VASISTHA viz The Archaeogenetics Blog ::
Steppe-->Brahmin? Final evidence against Harvard's claim
I received a reply from Harvard's Dr. David Reich to the mail I had sent (check previous post comments).
Hi Ashish,
The Z-scores are formal tests for model fit – appropriately calibrated by a block jackknife – and the tail of large Z-scores are simply reflecting the reality of model failure.
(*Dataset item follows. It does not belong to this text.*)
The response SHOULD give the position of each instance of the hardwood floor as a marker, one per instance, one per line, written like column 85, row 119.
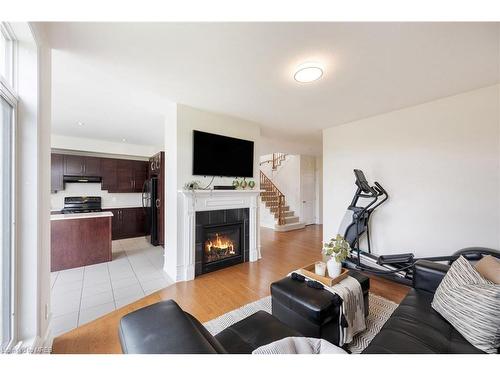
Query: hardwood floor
column 213, row 294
What the analyses are showing is that the “Indian Cline” is in fact best modeled as a two-dimensional cloud not a one-dimensional gradient: a mixture of three source populations that cannot be simplified to a mixture of two source populations as we had done in previous modeling for example in Reich et al. Nature 2019.
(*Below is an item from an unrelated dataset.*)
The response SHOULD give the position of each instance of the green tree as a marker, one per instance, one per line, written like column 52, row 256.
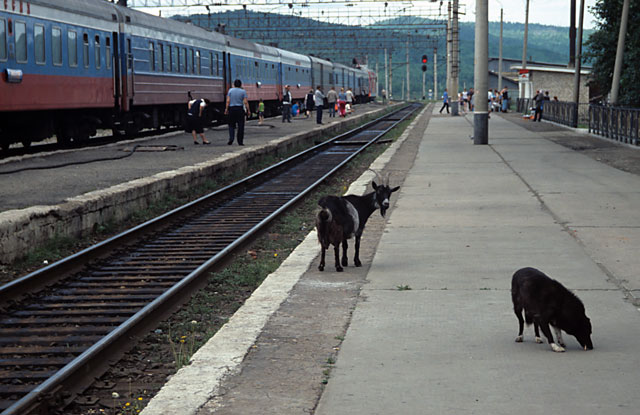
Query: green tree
column 601, row 50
As such, what our enrichment analyses are showing is simply that the groups of traditionally priestly status tend to be enriched for the Steppe-related source population after controlling for the proportions from the other two.
Yours, David
I will address these points in this analysis post. This will be final evidence to disprove the confident Steppe--->Brahmin causality claim made in the study.
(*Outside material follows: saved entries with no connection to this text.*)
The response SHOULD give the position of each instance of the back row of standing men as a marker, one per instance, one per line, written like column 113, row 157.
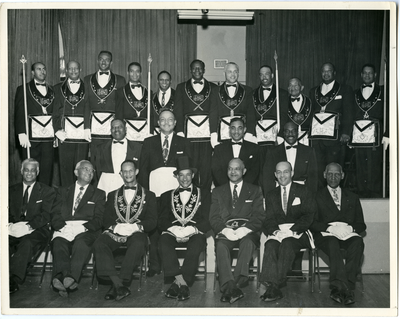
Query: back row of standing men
column 79, row 112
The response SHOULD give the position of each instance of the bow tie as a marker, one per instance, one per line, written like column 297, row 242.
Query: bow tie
column 130, row 187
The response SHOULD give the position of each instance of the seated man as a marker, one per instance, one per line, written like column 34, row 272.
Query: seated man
column 77, row 220
column 338, row 225
column 183, row 221
column 30, row 205
column 130, row 212
column 290, row 212
column 236, row 217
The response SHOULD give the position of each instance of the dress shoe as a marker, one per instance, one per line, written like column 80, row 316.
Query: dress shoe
column 173, row 291
column 184, row 293
column 336, row 295
column 122, row 292
column 236, row 295
column 111, row 293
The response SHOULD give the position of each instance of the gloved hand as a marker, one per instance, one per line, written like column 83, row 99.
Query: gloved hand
column 23, row 140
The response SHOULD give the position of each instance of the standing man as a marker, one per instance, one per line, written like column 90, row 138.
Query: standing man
column 132, row 103
column 236, row 147
column 368, row 109
column 40, row 102
column 183, row 222
column 338, row 225
column 101, row 90
column 110, row 155
column 130, row 213
column 70, row 106
column 77, row 221
column 29, row 212
column 236, row 217
column 192, row 109
column 301, row 158
column 330, row 99
column 290, row 212
column 233, row 99
column 299, row 110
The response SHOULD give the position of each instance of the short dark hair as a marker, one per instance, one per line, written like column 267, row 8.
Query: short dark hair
column 105, row 52
column 135, row 63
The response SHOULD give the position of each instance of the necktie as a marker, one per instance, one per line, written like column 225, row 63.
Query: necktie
column 165, row 149
column 235, row 197
column 163, row 100
column 78, row 198
column 24, row 203
column 284, row 200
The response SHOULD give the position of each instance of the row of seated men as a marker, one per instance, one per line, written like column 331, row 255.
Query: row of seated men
column 76, row 115
column 81, row 219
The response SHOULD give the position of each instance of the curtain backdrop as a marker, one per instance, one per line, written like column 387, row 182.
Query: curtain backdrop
column 305, row 39
column 129, row 34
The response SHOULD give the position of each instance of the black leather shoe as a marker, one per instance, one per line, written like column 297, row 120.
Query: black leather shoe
column 122, row 292
column 184, row 293
column 111, row 293
column 173, row 291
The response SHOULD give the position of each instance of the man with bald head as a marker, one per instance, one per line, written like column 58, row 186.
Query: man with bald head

Let us make a new model to study excess steppe ancestry based on the qpAdm ancestries of the 140 modern populations studied in Narasimhan et al 2019 [1](
the study). For the purpose of this analysis, we will ignore the bad qpAdm p-values in the study and assume that the models and ancestry estimates provided are accurate for all 140 populations, although some are clearly not.
We will assume that a 2 source ANI ASI model is accurate for modeling all modern South Asians.
ANI = a IVC + (1-a) Steppe
ASI = b AHG+ (1-b) IVC
where
ANI is Ancestral North Indian
ASI is Ancestral South Asian
a is ancestry coefficient of IVC ancestry (or Indus Periphery) in ANI
b is ancestry coefficient of AHG in ASI
0<=a,b<=1
Our main aim is to use the qpAdm coefficients for each population, and by keeping the AHG and IVC ancestries the same as the qpAdm model (thereby fixing the amount of steppe, which will be different than the qpAdm model) but varying a,b in such a fashion that the overall errors in the 140 groups are minimized.
let G be one of the 140 modern groups.
G = e.ANI + f.ASI; 0<=e,f<=1 & e+f=1
G = ea.IVCN + eb.Steppe + fc.IVCS + fd.AHG
ea + fc = qpAdm IVC estimate for group G
fd = qpAdm AHG estimate for group G
IVCN = IVC ancestry type from ANI part
IVCS =IVC ancestry type from ASI part
For easier understanding, let me explain it with kalash.
qpAdm for Kalash: 0.123 AHG + .599IVC + 0.278 Steppe
we can write it as
where (1-b)/b is the ratio of IVC to AHG ancestry in ASI, and (1-a)/a is the ratio of Steppe/IVC ancestry in ANI.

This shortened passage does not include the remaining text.